知らないことがたくさんある。戦前の日本で地理や算数や音楽の教科書までもが国の栄誉と戦争の賛美を語り教えようとしていたことを、当時の教室を覗き見るような臨場感で見せてくれる。戦時中にひっそりと書かれた詩集の内容を知り「佛さまのやうな」顔をした中国人兵士の詩に泣いてしまう。読みながら旅をする。戦時中の日本や中国を、フィリピンを、赤道の下のジャングルを。そして「遠い」知らないはずの人たちの内面を流れる詩のことばのなかを。
知っているはずのこともある。独裁者は「大きなことば」を使うのが好きだ。この本の最後でウクライナ侵攻がはじまる。ロシア政府はこの十数年、途方もなく「大きなことば」を繰り返し、「威勢のよさ」がことばの定義を凌駕して、人々が対話のすべを剥奪されていくのを私は見てきた。どうしてそんなことになったのだろう。

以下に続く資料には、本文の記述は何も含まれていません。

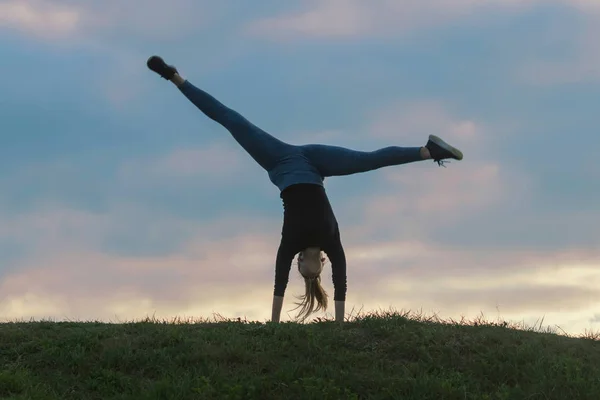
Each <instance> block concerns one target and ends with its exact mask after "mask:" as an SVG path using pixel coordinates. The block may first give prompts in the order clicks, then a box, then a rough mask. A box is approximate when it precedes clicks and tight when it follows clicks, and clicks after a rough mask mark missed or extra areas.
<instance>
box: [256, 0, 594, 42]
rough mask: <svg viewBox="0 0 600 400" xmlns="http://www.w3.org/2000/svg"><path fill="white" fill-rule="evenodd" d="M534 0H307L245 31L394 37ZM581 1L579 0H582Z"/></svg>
mask: <svg viewBox="0 0 600 400" xmlns="http://www.w3.org/2000/svg"><path fill="white" fill-rule="evenodd" d="M539 3H541V1H538V0H529V1H522V0H491V1H486V2H481V1H478V0H437V1H434V2H427V3H425V2H422V1H418V0H404V1H394V0H374V1H370V2H368V3H367V2H362V1H360V0H312V1H310V2H307V3H306V4H307V5H306V6H305V8H304V9H303V10H301V11H296V12H291V13H288V14H284V15H279V16H275V17H268V18H264V19H261V20H258V21H256V22H254V23H253V24H251V25H250V28H249V30H250V31H251V32H252V33H254V34H258V35H263V36H268V37H270V38H273V39H276V40H284V39H289V38H294V37H313V38H317V37H321V38H322V37H337V38H347V37H356V36H371V35H398V34H404V33H407V32H410V31H414V30H418V29H426V28H430V27H433V26H438V25H442V24H445V23H448V22H450V21H453V20H457V19H464V18H467V17H470V16H472V15H473V14H475V13H477V12H485V11H487V10H489V9H490V8H493V9H494V10H495V9H501V10H507V11H513V12H515V11H516V12H520V11H522V10H524V9H527V8H529V7H531V6H532V5H535V4H539ZM582 5H584V6H585V5H586V4H584V2H582Z"/></svg>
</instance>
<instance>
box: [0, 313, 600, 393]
mask: <svg viewBox="0 0 600 400" xmlns="http://www.w3.org/2000/svg"><path fill="white" fill-rule="evenodd" d="M0 366H1V370H0V398H2V399H14V400H16V399H57V400H58V399H60V400H64V399H103V400H109V399H405V400H409V399H415V400H416V399H418V400H425V399H432V400H433V399H435V400H441V399H457V400H458V399H461V400H462V399H529V400H535V399H539V400H549V399H561V400H575V399H594V400H598V399H600V341H599V340H598V337H594V336H593V335H592V334H589V335H587V337H582V338H574V337H567V336H566V335H558V334H555V333H550V332H548V331H545V332H541V329H539V328H538V329H524V328H522V327H518V326H515V325H510V324H506V323H500V322H496V323H490V322H484V321H470V322H464V321H463V322H454V321H446V322H443V321H437V320H433V319H429V320H427V319H426V318H423V317H419V316H418V315H411V314H407V313H405V314H400V313H397V312H388V313H385V312H379V313H374V314H371V315H365V316H359V317H354V318H352V319H351V321H349V322H346V323H344V324H343V325H339V324H336V323H335V322H332V321H318V322H313V323H308V324H296V323H281V324H278V325H275V324H269V323H267V324H264V323H257V322H248V321H217V320H211V321H200V322H197V321H196V322H194V321H183V322H182V321H155V320H152V319H147V320H145V321H140V322H131V323H120V324H108V323H96V322H76V323H75V322H51V321H50V322H14V323H6V324H2V325H0Z"/></svg>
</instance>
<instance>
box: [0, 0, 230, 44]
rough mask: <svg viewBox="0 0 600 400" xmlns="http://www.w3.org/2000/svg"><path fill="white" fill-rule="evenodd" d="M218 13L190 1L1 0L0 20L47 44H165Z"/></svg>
mask: <svg viewBox="0 0 600 400" xmlns="http://www.w3.org/2000/svg"><path fill="white" fill-rule="evenodd" d="M217 9H218V7H215V6H214V4H213V3H211V2H201V1H200V2H199V1H193V0H177V1H173V2H169V3H166V2H164V1H158V0H149V1H141V0H132V1H127V2H122V1H118V0H104V1H102V2H97V1H91V0H84V1H70V0H2V1H1V2H0V11H1V12H0V22H2V25H3V26H5V27H7V28H9V29H14V30H17V31H19V32H21V33H24V34H29V35H33V36H35V37H37V38H41V39H47V40H64V39H70V40H75V41H80V40H81V39H82V37H83V36H87V37H88V38H89V37H90V36H95V37H96V38H98V37H100V36H110V35H126V36H127V37H128V38H131V37H145V38H149V39H154V40H161V41H163V40H166V41H169V40H175V39H177V38H181V37H182V36H185V35H187V34H189V33H191V32H194V31H196V30H198V29H199V27H200V26H202V25H203V24H205V23H206V21H210V18H211V16H213V14H212V13H213V11H215V10H217ZM200 10H202V12H200Z"/></svg>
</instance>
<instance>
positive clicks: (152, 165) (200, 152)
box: [118, 142, 248, 186]
mask: <svg viewBox="0 0 600 400" xmlns="http://www.w3.org/2000/svg"><path fill="white" fill-rule="evenodd" d="M236 145H237V144H236V143H233V144H231V143H229V144H228V145H224V144H222V143H221V142H218V143H216V144H209V145H207V146H204V147H201V148H177V149H173V150H171V151H170V152H169V153H167V154H164V155H161V156H159V157H146V158H143V159H131V160H127V161H125V162H124V163H123V164H122V165H121V167H120V170H119V172H118V175H119V179H121V180H122V181H123V182H127V184H128V185H134V186H136V185H147V184H153V185H160V184H163V185H164V184H165V183H167V182H173V181H174V180H178V181H187V182H189V181H190V180H196V179H202V181H203V182H209V183H210V184H219V183H226V182H227V183H231V182H232V181H233V180H235V179H237V178H238V177H239V174H240V173H242V172H243V171H244V168H245V167H246V163H247V162H248V160H247V159H246V158H245V157H244V158H243V157H242V156H243V155H244V156H245V154H243V153H242V152H241V151H240V149H238V148H237V147H234V146H236Z"/></svg>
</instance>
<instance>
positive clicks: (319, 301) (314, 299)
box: [294, 252, 327, 322]
mask: <svg viewBox="0 0 600 400" xmlns="http://www.w3.org/2000/svg"><path fill="white" fill-rule="evenodd" d="M324 260H325V259H324V258H322V256H321V254H320V252H319V262H321V267H322V265H323V263H324ZM300 262H301V261H300V258H298V271H299V272H300V275H302V271H301V270H300ZM302 277H303V278H304V295H303V296H297V298H298V299H299V300H300V302H299V303H295V304H296V305H297V307H296V308H294V310H296V309H298V308H300V311H299V312H298V315H297V316H296V320H297V321H300V322H303V321H304V320H306V318H307V317H308V316H309V315H310V314H312V313H314V312H317V311H319V310H323V311H325V310H327V292H326V291H325V289H323V286H321V273H319V274H318V275H316V276H314V277H306V276H304V275H302Z"/></svg>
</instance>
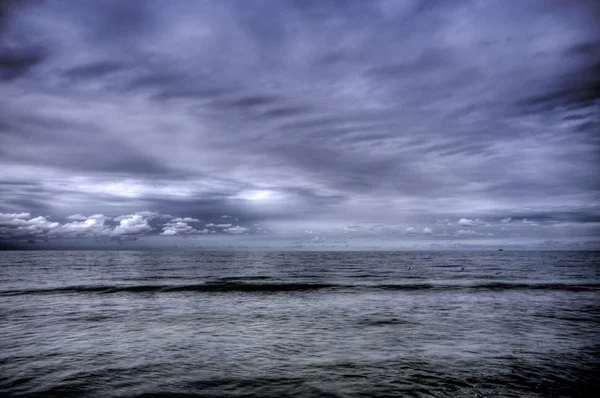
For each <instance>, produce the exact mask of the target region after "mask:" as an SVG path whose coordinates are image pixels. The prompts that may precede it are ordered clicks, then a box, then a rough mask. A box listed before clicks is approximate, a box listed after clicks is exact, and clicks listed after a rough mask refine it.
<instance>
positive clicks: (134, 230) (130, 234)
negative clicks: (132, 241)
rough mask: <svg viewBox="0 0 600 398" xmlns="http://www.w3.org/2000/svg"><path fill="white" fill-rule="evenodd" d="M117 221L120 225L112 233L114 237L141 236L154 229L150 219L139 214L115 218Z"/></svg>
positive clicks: (117, 226)
mask: <svg viewBox="0 0 600 398" xmlns="http://www.w3.org/2000/svg"><path fill="white" fill-rule="evenodd" d="M115 221H119V225H117V226H116V227H115V228H114V229H113V230H112V231H111V235H112V236H124V235H141V234H144V233H147V232H150V231H152V229H153V228H152V227H151V226H150V225H149V224H148V219H147V218H145V217H143V216H142V215H139V214H134V215H130V216H120V217H115Z"/></svg>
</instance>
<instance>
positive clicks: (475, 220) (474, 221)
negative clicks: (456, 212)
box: [458, 218, 484, 227]
mask: <svg viewBox="0 0 600 398" xmlns="http://www.w3.org/2000/svg"><path fill="white" fill-rule="evenodd" d="M483 224H484V222H483V221H482V220H480V219H478V218H477V219H475V220H470V219H468V218H461V219H460V220H458V225H462V226H467V227H476V226H480V225H483Z"/></svg>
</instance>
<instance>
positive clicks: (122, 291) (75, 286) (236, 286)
mask: <svg viewBox="0 0 600 398" xmlns="http://www.w3.org/2000/svg"><path fill="white" fill-rule="evenodd" d="M317 290H389V291H436V290H443V291H446V290H488V291H503V290H558V291H572V292H578V291H593V290H600V283H583V284H581V283H580V284H567V283H510V282H491V283H479V284H470V285H469V284H454V285H448V284H430V283H406V284H370V285H367V284H357V285H346V284H335V283H310V282H289V283H275V282H267V283H255V282H250V283H248V282H240V281H239V280H237V279H236V278H227V279H226V280H224V281H220V282H205V283H200V284H186V285H172V284H170V285H101V286H98V285H84V286H81V285H80V286H63V287H54V288H41V289H20V290H4V291H0V296H15V295H27V294H56V293H103V294H110V293H173V292H200V293H211V292H216V293H218V292H233V293H235V292H240V293H277V292H308V291H317Z"/></svg>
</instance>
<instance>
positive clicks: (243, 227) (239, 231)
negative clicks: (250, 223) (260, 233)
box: [224, 225, 250, 235]
mask: <svg viewBox="0 0 600 398" xmlns="http://www.w3.org/2000/svg"><path fill="white" fill-rule="evenodd" d="M224 231H225V232H227V233H228V234H234V235H239V234H244V233H246V232H248V231H250V228H245V227H240V226H239V225H236V226H235V227H231V228H227V229H225V230H224Z"/></svg>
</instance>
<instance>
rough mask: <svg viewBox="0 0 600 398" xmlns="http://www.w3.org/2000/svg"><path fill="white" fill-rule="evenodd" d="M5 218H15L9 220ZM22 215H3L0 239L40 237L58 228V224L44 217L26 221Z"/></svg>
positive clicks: (27, 219) (0, 225)
mask: <svg viewBox="0 0 600 398" xmlns="http://www.w3.org/2000/svg"><path fill="white" fill-rule="evenodd" d="M7 216H16V217H15V218H12V219H9V218H8V217H7ZM26 218H27V217H26V216H24V215H23V214H22V213H20V214H3V217H1V218H0V237H2V238H4V239H7V238H15V237H19V238H20V237H29V236H42V235H45V234H49V233H51V232H53V231H54V230H56V229H57V228H58V227H60V223H58V222H54V221H50V220H48V219H47V218H46V217H42V216H39V217H35V218H30V219H26Z"/></svg>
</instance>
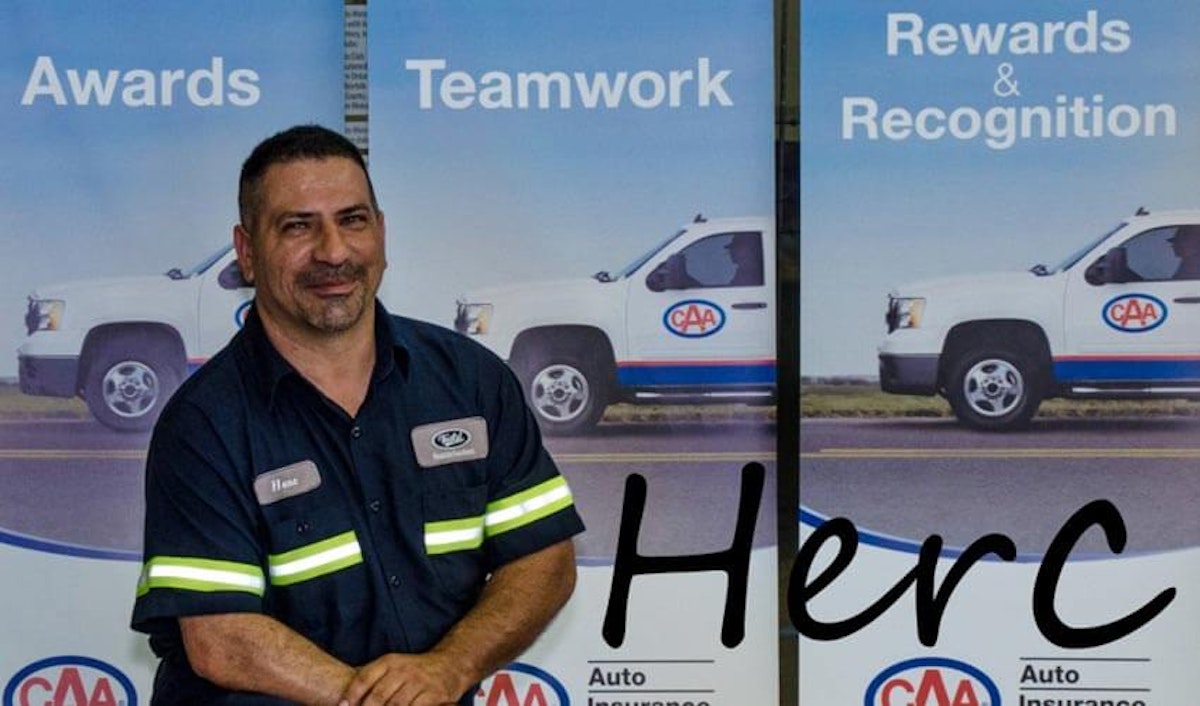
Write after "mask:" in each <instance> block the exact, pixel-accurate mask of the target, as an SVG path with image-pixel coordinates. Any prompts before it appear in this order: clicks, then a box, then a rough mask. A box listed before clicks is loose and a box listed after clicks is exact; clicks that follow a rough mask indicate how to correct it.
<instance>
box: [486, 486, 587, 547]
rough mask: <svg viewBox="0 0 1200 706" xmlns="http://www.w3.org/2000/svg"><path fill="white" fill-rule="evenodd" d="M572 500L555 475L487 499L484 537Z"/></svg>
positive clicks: (536, 515) (514, 528) (543, 516)
mask: <svg viewBox="0 0 1200 706" xmlns="http://www.w3.org/2000/svg"><path fill="white" fill-rule="evenodd" d="M572 504H574V498H572V497H571V489H570V487H568V485H566V479H565V478H563V477H562V475H556V477H554V478H551V479H550V480H546V481H545V483H540V484H538V485H535V486H533V487H530V489H528V490H524V491H521V492H518V493H515V495H510V496H509V497H506V498H500V499H498V501H496V502H491V503H487V515H485V516H484V525H485V527H486V534H487V536H488V537H496V536H497V534H503V533H505V532H508V531H510V530H516V528H517V527H524V526H526V525H529V523H530V522H535V521H538V520H540V519H542V517H546V516H548V515H552V514H554V513H557V511H559V510H562V509H565V508H569V507H571V505H572Z"/></svg>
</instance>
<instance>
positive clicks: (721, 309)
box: [662, 299, 725, 339]
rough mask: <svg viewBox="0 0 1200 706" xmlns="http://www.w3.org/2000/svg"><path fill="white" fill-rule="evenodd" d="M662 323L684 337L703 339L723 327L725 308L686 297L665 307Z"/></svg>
mask: <svg viewBox="0 0 1200 706" xmlns="http://www.w3.org/2000/svg"><path fill="white" fill-rule="evenodd" d="M662 325H665V327H666V328H667V330H668V331H671V333H672V334H674V335H677V336H682V337H684V339H703V337H706V336H712V335H713V334H715V333H716V331H719V330H721V328H724V327H725V310H722V309H721V307H720V306H718V305H716V304H714V303H712V301H706V300H703V299H686V300H684V301H679V303H677V304H674V305H673V306H671V307H670V309H667V311H666V313H664V315H662Z"/></svg>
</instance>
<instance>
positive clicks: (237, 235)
mask: <svg viewBox="0 0 1200 706" xmlns="http://www.w3.org/2000/svg"><path fill="white" fill-rule="evenodd" d="M233 247H234V250H236V251H238V267H239V268H240V269H241V279H242V280H246V283H247V285H253V283H254V249H253V247H252V246H251V243H250V233H247V232H246V229H245V228H242V227H241V223H238V225H236V226H234V227H233Z"/></svg>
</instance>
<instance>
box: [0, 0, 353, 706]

第2次世界大戦について知る人はどんどん減る。戦争についてのドキュメンタリー番組が減り、戦争の痛みを想起するものが減る。
数年前の夏に私が広島県の似島(にのしま)を訪れたときにはまだ語り部の人に話をきくことができた。「ああ、自分はなにも知らない」と思い知らされ、見知ったもののなかにある戦争の記憶に気づかされた。
「ぼくらの」というこの本の題名は、私たちが戦争を自らの「内」に見出すことの難しさと大切さを、繰り返し訴えかけてくる。理解できない「他者」の企てた戦争を批判するのは簡単だし、そうするうちは「自分(たち)は決してそんな愚かなことはしない」という前提に立っていられることになる。
けれども戦争のことばはいつも、人間が「近く」に感じている、愛しいもの、大切なもの、失いたくないものを味方につけようとする。やっぱり怖い。でも戦争とそこに向かうことばとの細やかなつながりが見えてくると、「怖い」の正体が少しずつわかる。
戦争のことばのなかには「なんかあやしい」ものがたくさんある。でも大きな不安が社会にあると、人はなるべく簡単で手っ取り早く安心できることばが欲しくなる。「なんかあやしい」にも気づきにくくなる。そうしてほんとうに戦争が起きると、想像していたよりもずっとたくさんの人が憎悪や攻撃性や排他性にのまれ、そこにはなぜだか、「愛」とか「守る」とかいういかにも大切そうなことばと「無理もない」「当然だ」というあきらめのことばがつきまとい、それらが「大きなことば」に飲み込まれていく。だからこの本と一緒に考えたいのだ。「怖い」ものを直視することで見えてくる、私たちの内部にある戦争の火種を。